筒井康隆の小説『富豪刑事』を、現代を舞台にしてより華やかに、大胆に生まれ変わらせたアニメ『富豪刑事 Balance:UNLIMITED』。
その全11話のストーリーが今夜、9月24日(木)深夜の放送でついに最終話を迎える。

大富豪の神戸家の御曹司で、有り余る財力と最新のテクノロジーを駆使して事件を半ば強引に解決していくクールな男・神戸大助。
曲がったことが嫌いで、昔気質の捜査にこだわる熱血人情派刑事の加藤春。
そんな対照的な二人の男が繰り広げる、スリリングでスタイリッシュなバディストーリーは今夜、どんな結末を迎えるのだろうか……!?

最終話を前に、本作のシリーズ構成・脚本を務めた岸本卓のインタビューをお届けしよう。
大助と加藤、二人の主人公はどのように生まれたのか? 物語はどんなコンセプトで構築されたのか?
『富豪刑事 Balance:UNLIMITED』の世界をより楽しむための手掛かりにしてほしい。
(なお、本記事は、アニメージュ2020年10月号に掲載されたインタビューを再編集して掲載している)

神戸大助のキャラクター像

——大助は、原作では基本、おっとりしたお坊ちゃんですが、それを今回のようなキャラクターにアレンジしたのはなぜでしょう?

岸本 大元はプロデューサーの松尾(拓)君のアイデアだったのかな。はるか昔でよく覚えていないのですが、松尾君が「金ピカド派手で、アメリカンで、みたいな作品にしたい」と最初に提示して。そこからみんなでワイワイやって、それを僕が整理して書いていって、自然に今のようになったという感覚です。大助のキャラクターについても、早い段階から「札束で人のほっぺたをひっぱたく」というイメージがコンセプトとしてありましたし、大助を「悪漢(ピカレスク)」にしようという方向は、最初からみんなで一致していた気がします。ただ、そこから先、実際にストーリーを考えるときは、事件のギミックやら登場するガジェットやらを含めて、考えるのが大変でしたけど。

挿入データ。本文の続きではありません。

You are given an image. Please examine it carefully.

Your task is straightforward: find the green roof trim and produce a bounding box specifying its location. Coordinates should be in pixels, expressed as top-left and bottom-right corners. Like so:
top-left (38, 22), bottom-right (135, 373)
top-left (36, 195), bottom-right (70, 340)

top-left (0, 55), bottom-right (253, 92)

——OPコンポジット担当のハイパーボールさんは、伊藤(智彦)監督たちと「本当のお金持ち」のイメージについて話し合ったそうですが。

岸本 ああ、(企画段階の会議でも)その話はよく出ました。「お金持ちってどんな感じだろう?」って。そんなのわかんないですよね。だって、自分が本当のお金持ちではないから(笑)。某有名実業家に話を聞きにいこうかとか、そんな話も出ました。「どんな感じの生活なんですか?」って取材しよう、みたいな。実際には実現しなかったけど、取材したらしたで面白かったでしょうね。

——岸本さんがイメージする大富豪とは?

岸本 僕がパッと思い出したのは、知人からの又聞きなんですけど……そいつが大学のときに、ポルシェかなんかで学校にやってきて、入学早々キャンパスの並木道だかに車をぶつけて壊してレッカー移動されたという友達がいたそうで(笑)。その友達は某文豪の親戚だとかで、自宅の住所が「新宿区〇—×」とか「番地がそれだけ?」ってくらい短い。「金持ちの住所ってそんな感じなんだ」という話を聞いたのを思い出しました。あと、大助のキャラクターとしては「頓着しない」っていうことも考えました。

——頓着しないのは、物事に対して? お金に対して?

岸本 両方ともです。何事にもこだわらない。あまりに満ちたりているから、特別に人に優しくすることもないけど、意地悪をすることもない。よくいえば鷹揚だけど、悪くいえば無神経な部分もある。それは人並みの苦労を知らないからってことを考えた気がします。

——確かに大助は、いちいち怒ったりもしないですね。

岸本 そうですね。そして、そのかわり共感や同情もしない。それこそ、「パンがないならケーキを食べればいい」的なイメージもあったかもしれないですね。あの発言も、意地悪で言っているわけではないですが、相手の立場に立ててないから結果的に無神経な物言いになってる。

——思ったことを、そのまま言ってしまうと。

岸本 要は、極端に素直なんでしょうね。ただ、大助の場合は復讐を心に秘めているので、そこに触れるとガラリと変わります。でも、それ以外の部分では何事にも頓着しないんじゃないでしょうか。